Pentagon May Name Admiral To Head Central Command
WASHINGTON (AP) _ Naval action in the Persian Gulf is helping build sentiment in the Pentagon to appoint an admiral to head the U.S. Central Command, headquarters for American forces in the region, military sources said Tuesday.
The Joint Chiefs of Staff were divided over who should head the command, and the chairman, Adm. William J. Crowe Jr., sent the names of an admiral and an Army general to Defense Secretary Frank C. Carlucci.
The Navy nominee to head the Central Command is Vice Adm. Henry C. Mustin, the Deputy Chief of Naval Operations for Plans, Policy and Operations, sources said. They identified the Army nominee as Gen. H. Norman Schwarzkopf, Deputy Chief of Staff for Operations and Plans.
Carlucci is expected to make a decision well before the current commander, Marine Gen. George B. Crist, steps aside this November, said the sources, who spoke on condition of anonymity. Crist has headed Central Command since 1985.
Since the command was created in 1983, assuming most of the functions of the Rapid Deployment Force, the top spot has been rotated between the Army and the Marine Corps.

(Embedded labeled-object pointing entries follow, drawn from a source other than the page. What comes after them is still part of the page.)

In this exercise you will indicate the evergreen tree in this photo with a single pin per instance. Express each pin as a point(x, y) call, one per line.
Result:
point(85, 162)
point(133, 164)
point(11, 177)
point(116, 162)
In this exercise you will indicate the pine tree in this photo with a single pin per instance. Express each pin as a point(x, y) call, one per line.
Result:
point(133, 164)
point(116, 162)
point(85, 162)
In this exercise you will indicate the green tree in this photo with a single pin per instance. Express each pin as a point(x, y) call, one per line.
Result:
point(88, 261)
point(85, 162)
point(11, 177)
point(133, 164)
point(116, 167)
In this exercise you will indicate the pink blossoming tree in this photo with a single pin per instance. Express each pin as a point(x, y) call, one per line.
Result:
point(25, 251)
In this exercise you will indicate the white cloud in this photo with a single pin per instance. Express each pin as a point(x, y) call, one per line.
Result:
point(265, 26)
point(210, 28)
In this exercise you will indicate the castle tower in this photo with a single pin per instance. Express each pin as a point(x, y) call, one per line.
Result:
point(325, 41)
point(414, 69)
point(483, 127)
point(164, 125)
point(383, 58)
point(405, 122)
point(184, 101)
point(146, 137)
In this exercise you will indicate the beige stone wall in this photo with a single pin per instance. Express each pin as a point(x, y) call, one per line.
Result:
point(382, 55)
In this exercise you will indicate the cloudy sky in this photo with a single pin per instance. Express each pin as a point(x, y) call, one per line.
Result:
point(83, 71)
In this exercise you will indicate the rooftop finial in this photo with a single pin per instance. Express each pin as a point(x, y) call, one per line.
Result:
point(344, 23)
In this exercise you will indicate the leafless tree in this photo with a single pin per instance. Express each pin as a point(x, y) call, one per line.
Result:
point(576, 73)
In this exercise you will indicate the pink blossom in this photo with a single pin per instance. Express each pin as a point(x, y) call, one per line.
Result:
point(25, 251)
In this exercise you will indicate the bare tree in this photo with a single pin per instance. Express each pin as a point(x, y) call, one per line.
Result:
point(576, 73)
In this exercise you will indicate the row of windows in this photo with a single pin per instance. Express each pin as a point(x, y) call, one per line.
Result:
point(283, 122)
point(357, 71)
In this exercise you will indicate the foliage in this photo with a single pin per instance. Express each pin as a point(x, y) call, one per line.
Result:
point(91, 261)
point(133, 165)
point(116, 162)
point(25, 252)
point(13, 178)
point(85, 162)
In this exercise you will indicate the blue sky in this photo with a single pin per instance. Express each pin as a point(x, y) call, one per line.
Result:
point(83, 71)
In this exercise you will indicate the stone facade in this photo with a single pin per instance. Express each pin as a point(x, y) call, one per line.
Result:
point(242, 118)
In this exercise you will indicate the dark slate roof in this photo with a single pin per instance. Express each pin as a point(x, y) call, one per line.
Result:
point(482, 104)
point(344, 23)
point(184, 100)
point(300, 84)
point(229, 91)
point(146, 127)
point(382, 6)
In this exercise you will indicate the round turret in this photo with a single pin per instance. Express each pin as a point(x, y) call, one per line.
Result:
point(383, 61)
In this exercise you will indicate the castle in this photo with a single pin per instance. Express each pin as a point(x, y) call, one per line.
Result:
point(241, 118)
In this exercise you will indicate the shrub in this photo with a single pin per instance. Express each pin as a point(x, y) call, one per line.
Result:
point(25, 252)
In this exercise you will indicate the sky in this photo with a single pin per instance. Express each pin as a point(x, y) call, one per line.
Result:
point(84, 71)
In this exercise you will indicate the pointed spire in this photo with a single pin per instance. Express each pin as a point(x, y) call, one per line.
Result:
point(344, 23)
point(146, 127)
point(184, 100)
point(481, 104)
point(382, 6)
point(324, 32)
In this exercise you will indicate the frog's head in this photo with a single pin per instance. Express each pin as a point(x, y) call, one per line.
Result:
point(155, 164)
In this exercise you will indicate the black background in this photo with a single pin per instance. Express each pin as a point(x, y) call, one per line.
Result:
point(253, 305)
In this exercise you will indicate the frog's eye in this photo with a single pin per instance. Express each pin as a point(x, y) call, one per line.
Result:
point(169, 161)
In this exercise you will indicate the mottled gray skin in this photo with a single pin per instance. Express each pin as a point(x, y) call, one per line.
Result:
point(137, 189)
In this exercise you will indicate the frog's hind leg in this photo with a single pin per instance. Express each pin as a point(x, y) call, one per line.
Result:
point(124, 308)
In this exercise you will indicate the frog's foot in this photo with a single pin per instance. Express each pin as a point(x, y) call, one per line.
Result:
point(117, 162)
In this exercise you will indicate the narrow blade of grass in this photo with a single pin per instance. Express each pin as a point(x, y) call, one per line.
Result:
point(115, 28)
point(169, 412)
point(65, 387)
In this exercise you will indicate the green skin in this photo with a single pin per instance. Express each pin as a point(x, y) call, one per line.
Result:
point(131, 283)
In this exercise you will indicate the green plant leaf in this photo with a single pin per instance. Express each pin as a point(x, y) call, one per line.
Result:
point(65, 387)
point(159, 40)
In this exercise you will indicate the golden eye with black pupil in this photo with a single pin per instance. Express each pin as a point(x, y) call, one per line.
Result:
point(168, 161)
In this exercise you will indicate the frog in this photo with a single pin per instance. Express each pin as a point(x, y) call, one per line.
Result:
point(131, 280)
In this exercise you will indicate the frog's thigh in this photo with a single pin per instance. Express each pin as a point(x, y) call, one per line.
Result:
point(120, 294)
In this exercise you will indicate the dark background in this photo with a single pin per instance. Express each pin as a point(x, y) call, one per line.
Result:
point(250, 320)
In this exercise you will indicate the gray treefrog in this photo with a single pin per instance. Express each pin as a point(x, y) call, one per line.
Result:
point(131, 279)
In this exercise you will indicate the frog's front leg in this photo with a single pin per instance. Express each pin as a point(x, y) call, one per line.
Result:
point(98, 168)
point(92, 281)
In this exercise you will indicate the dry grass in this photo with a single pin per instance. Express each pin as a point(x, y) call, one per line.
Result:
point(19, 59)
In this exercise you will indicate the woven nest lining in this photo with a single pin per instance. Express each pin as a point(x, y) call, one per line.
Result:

But because the Navy has dominated the action in the Persian Gulf, many in the Pentagon believe the job should go to an admiral.
The command has its headquarters at MacDill Air Force Base, in Tampa, Fla., although it maintains virtually constant radio contact with the overall commander of Naval forces in the gulf, Rear Adm. Anthony Less, aboard his flagship, the USS Coronado.
Sentiment to name an admiral to head the command arose before the downing of an Iran Air jetliner with 290 people aboard on July 3, said the sources.
Central Command is a unified joint command in which all Air Force, Navy, Army and Marine Corps forces in a jurisdiction are under the command of an officer chosen from one of the services.